No soy de los que en materia de arte se asustan o irritan ante las muestras de exquisitismo con tufo discriminatorio. A ellas respondo con un tranquilo aunque categórico no hay tos, pues para todos hay en el amplio mundo de la producción creativa. Además, el arte, como muchas otras actividades, siempre ha tenido un fleco elitista; fleco chico o grande, pero elitista al fin, y esto se debe simplemente a la capacidad nata de los artistas. Aquéllos que lo son, aquéllos que se inclinaron desde pequeños a la práctica/disfrute del arte, no suelen percibir con estimación las obras que práctica/disfruta la mayoría no dotada. Se sabe, de hecho, que cuando un estilo o una corriente son asimilados por la mayoría, el artista se encamina casi desesperadamente hacia otros rumbos, a otras propuestas.
Otro factor presente en este lío es el de la subjetividad que implica la recepción de toda obra artística. La pregunta es viejísima, y se la han formulado, por la complejidad de su respuesta, los propios filósofos: ¿qué es el arte, qué es lo artístico? Más allá de los parámetros que queramos establecer —proporción, equilibrio, ritmo, profundidad, etcétera—, el arte es misterioso, tanto que hasta las obras consagradas como artísticas e influyentes pueden ser percibidas como malas, facilistas, prescindibles. Baste un ejemplo personal: no admiro la obra de Botero aunque sea muy apreciada y la coticen en millones.
La llamada cultura popular ha mantenido un permanente estado en tensión con la alta cultura. Mientras a la primera no le importa mucho llegar a los museos o a Bellas Artes, a la segunda suele preocuparle que sus espacios sean copados por lo naco.

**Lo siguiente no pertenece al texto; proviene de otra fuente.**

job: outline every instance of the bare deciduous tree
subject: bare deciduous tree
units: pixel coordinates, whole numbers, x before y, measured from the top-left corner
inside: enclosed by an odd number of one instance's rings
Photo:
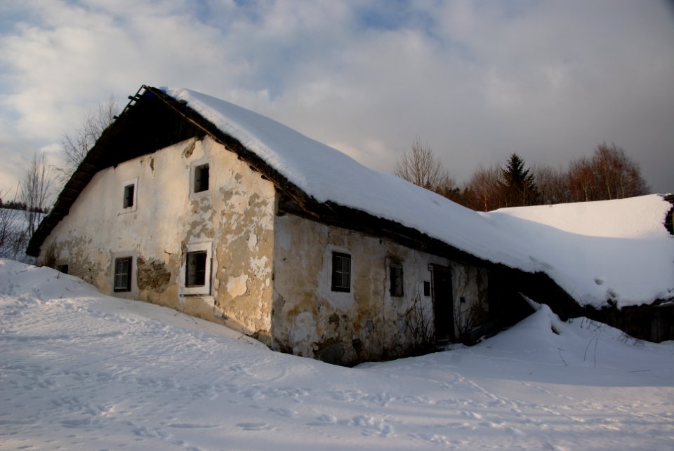
[[[477,211],[490,211],[503,203],[499,177],[501,168],[477,168],[463,189],[463,205]]]
[[[47,164],[45,153],[35,154],[20,181],[19,194],[21,202],[25,205],[29,237],[32,236],[41,215],[46,211],[51,182],[51,166]]]
[[[1,196],[0,192],[0,198]],[[5,208],[6,206],[3,206],[3,204],[0,201],[0,258],[16,259],[26,245],[22,212],[15,208]]]
[[[428,144],[422,144],[418,138],[412,142],[411,149],[396,161],[393,173],[402,179],[426,189],[438,192],[449,181],[447,171],[442,162],[433,154]]]
[[[114,121],[117,110],[117,101],[110,95],[107,100],[98,104],[96,110],[84,116],[74,133],[63,135],[61,146],[65,167],[58,170],[60,182],[65,183],[70,178],[96,140]]]
[[[605,201],[641,196],[649,191],[639,165],[616,144],[597,146],[592,158],[569,166],[571,201]]]
[[[539,166],[534,169],[541,203],[571,202],[571,191],[567,173],[561,168]]]

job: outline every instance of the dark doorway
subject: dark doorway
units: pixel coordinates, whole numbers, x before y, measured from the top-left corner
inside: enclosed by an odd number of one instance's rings
[[[451,340],[454,337],[454,302],[451,295],[449,268],[433,267],[433,313],[435,339]]]

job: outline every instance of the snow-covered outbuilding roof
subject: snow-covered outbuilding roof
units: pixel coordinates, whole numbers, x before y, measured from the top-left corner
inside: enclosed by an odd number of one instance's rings
[[[581,304],[674,297],[674,239],[663,225],[671,206],[661,196],[480,213],[366,168],[270,118],[176,88],[143,86],[132,97],[62,192],[29,253],[39,252],[96,171],[199,134],[223,142],[324,220],[348,216],[353,225],[375,218],[375,227],[429,252],[444,247],[467,260],[542,271]],[[121,145],[130,137],[138,142]],[[135,153],[120,153],[129,148]]]

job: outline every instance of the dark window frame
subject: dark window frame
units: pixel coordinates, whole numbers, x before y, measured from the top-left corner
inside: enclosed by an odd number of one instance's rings
[[[392,297],[402,297],[405,293],[405,279],[402,263],[392,262],[388,265],[389,292]]]
[[[423,281],[423,295],[430,296],[430,282],[428,281]]]
[[[194,193],[201,193],[209,189],[211,178],[210,166],[209,163],[201,164],[194,167],[194,180],[192,191]]]
[[[350,254],[341,252],[332,253],[332,290],[341,292],[351,292],[351,255]]]
[[[123,200],[123,206],[124,208],[131,208],[133,207],[133,196],[135,191],[135,183],[130,183],[124,185],[124,196]]]
[[[133,257],[119,257],[114,259],[114,274],[112,286],[115,292],[131,290],[131,275],[133,274]],[[126,267],[124,268],[124,264]]]
[[[206,250],[188,252],[185,255],[185,286],[195,288],[206,286],[208,252]]]

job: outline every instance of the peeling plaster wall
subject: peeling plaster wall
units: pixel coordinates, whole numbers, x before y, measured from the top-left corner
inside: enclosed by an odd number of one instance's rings
[[[452,271],[455,320],[461,309],[487,314],[483,270],[291,214],[277,216],[275,229],[274,349],[346,365],[409,354],[415,325],[432,328],[433,299],[423,292],[431,265]],[[351,255],[350,292],[331,290],[333,252]],[[403,265],[401,297],[390,292],[391,262]]]
[[[192,192],[209,165],[209,189]],[[136,183],[133,208],[124,186]],[[154,302],[269,342],[276,191],[210,137],[192,138],[100,171],[45,241],[39,262],[103,292]],[[210,293],[184,295],[190,247],[208,248]],[[130,292],[113,292],[115,257],[133,257]],[[208,289],[206,289],[208,291]]]

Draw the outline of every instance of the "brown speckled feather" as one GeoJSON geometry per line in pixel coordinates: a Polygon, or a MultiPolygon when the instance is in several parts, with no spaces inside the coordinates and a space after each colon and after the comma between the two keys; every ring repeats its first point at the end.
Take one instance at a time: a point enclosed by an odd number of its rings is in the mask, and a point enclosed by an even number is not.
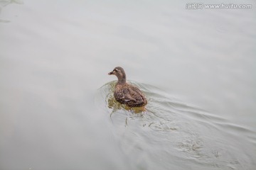
{"type": "Polygon", "coordinates": [[[129,107],[142,107],[146,105],[147,101],[142,92],[137,87],[126,82],[126,74],[122,67],[115,67],[109,74],[117,76],[118,81],[114,88],[114,96],[118,102],[129,107]]]}
{"type": "Polygon", "coordinates": [[[129,107],[142,107],[146,105],[147,101],[142,92],[131,84],[117,84],[114,91],[115,99],[122,104],[129,107]]]}

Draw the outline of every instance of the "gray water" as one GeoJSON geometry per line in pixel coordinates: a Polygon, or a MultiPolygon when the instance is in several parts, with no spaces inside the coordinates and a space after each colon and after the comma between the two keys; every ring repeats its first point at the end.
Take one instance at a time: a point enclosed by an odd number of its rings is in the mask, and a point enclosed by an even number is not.
{"type": "Polygon", "coordinates": [[[1,0],[0,169],[255,169],[256,3],[187,3],[1,0]]]}

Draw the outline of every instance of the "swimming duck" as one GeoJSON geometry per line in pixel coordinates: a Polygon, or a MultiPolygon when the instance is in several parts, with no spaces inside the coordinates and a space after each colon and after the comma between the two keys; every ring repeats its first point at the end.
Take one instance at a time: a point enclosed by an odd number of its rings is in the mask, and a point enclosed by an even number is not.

No creo que eso deba ser, necesariamente, un tema de conflicto. Si Juan Gabriel no cantaba en Bellas Artes, no pasaba nada, pues a su disposición tenía mil palenques para desplegar sus canciones.
Lo mismo pasa con las películas del Santo. Si en la Cineteca Nacional no quieren exhibirlas porque su director —el de la Cineteca, no el de las películas— las considera chafas, es un problema menor, y de hecho es un falso problema, ya que el Santo tiene a su merced todas las horas de Galavisión.
Entre los apocalípticos y los integrados de Umberto Eco, me inclino por los segundos. Casi por igual, me gustan mucho los productos artísticos cultos y populares. Lo único que no hago es meterlos en el mismo huacal ni juzgarlos con el mismo rasero.